For a robot to navigate autonomously, it needs to learn both its own location, as well as the locations of any potential obsticles around it, given its sensors' observations of the world. We'll create a probabilistic model of our environment and get a MAP estimate of these unknown quantities.

Let $x_t \in \mathbb{R}^2$ be the robot's location at time $t$.
Let $θ_t \in \mathbb{R}$ be the robot's heading angle at time $t$.
Let $m_i \in \mathbb{R}^2$ be the position of the $i$th obstacle.
Let $o_{t, i} \in \mathbb{R}^2$ be our robot's noisy observation of its distance at time $t$ to obstacle $i$.

using LinearAlgebra, SparseArrays, RecursiveArrayTools, Distributions, Unzip, ExtendableSparse, ForwardDiff, DiffResults, AppleAccelerate, CairoMakie

Motion Model

We will assume that the robot advances approximately one step forward (in its local coordiante system) at each timestep. Let $R(\theta)$ be a rotation matrix that converts coordinates in the $\theta$-rotated coordinate frame to global coordinates

$$ p(x_t | x_{t-1}) = \mathcal{N}\left(x_{t-1} + R(\theta_{t-1}) \begin{bmatrix} 1 \\ 1 \end{bmatrix}, \sigma^2_x I\right) $$

We also assume that the heading angle increases by approximately $2\pi/100$ radians each step, so that $p(\theta_t | \theta_{t-1}) = \mathcal{N}(\theta_{t-1} + \frac{2\pi}{100}, \sigma^2_θ)$. Let

$$ y_t = \begin{bmatrix} x_t \\ \theta_t \end{bmatrix} $$

combine the location and heading parameters, and $y$ be the vector of all the $y_t$. In the code that follows, Gaussian distributions will be represented by their mean and covariance parameters. For reasons we'll see later on, it will be easiest to express the mean at time $t$ by indexing into $y_{t-1}$.

μ_x(y, x, θ) = y[x] + rot(y[θ]) * [1.0,0.0];

Σ_x = Diagonal(fill(0.05, 2));

μ_θ(y, θ) = y[θ:θ] + fill(2π/100, 1);

Σ_θ = 0.008;

rot(t) = [cos(t) -sin(t); sin(t) cos(t)];

start = zeros(3);

Simulating the Model

Let's simulate a robot trajectory that obeys this motion model for $T$ timesteps. We'll try to reconstruct this trajectory with a maximum likelihood approach in the next section.

T = 100;

mean_step(y) = [μ_x(y, 1:2, 3); μ_θ(y, 3)];

Without noise, the robot's trajectory would look like this, with the color changing from black to yellow over time.

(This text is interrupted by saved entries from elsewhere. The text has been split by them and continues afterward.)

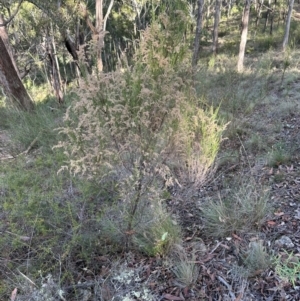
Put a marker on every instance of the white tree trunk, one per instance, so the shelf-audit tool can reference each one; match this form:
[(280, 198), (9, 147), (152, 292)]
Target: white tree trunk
[(198, 32), (10, 80), (288, 24), (245, 22), (216, 26)]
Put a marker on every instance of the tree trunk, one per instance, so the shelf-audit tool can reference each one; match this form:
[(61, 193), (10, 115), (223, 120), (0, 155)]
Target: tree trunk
[(100, 30), (259, 7), (198, 32), (216, 26), (288, 24), (245, 22), (55, 78), (10, 79)]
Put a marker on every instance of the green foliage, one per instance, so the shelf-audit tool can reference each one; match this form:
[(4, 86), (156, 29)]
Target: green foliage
[(32, 129), (250, 203), (185, 268), (256, 259)]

yhat = VectorOfArray(accumulate((y,_)-> mean_step(y), 1:T; init=start));

let f1 = Figure()
    ax1 = f1[1, 1] = Axis(f1)
    p1 = plot!(yhat[1, :], yhat[2, :], color=1:T)
    Colorbar(f1[1,2], p1)
    f1
end

But as we've assumed some noise at each step, the true trajectory is a little more wiggly.

step(y) = [rand(MultivariateNormal(μ_x(y, 1:2, 3), Σ_x)); rand(Normal(μ_θ(y, 3)[1], Σ_θ))];

let f1 = Figure()
    ax1 = f1[1, 1] = Axis(f1)
    p1 = plot!(true_y[1, :], true_y[2, :], color=1:T)
    Colorbar(f1[1,2], p1)
    f1
end

true_y = VectorOfArray(accumulate((y,_)-> step(y), 1:T; init=start));

Obstacle Location Prior

We will assume an uninformative prior over the locations of our $k$ potential obstacles $m$: $m_i \sim \mathcal{N}(0, \Sigma_m)$. For consistency with the earlier mean method defined for positions $x$, the mean function for obstacles will take a dummy argument.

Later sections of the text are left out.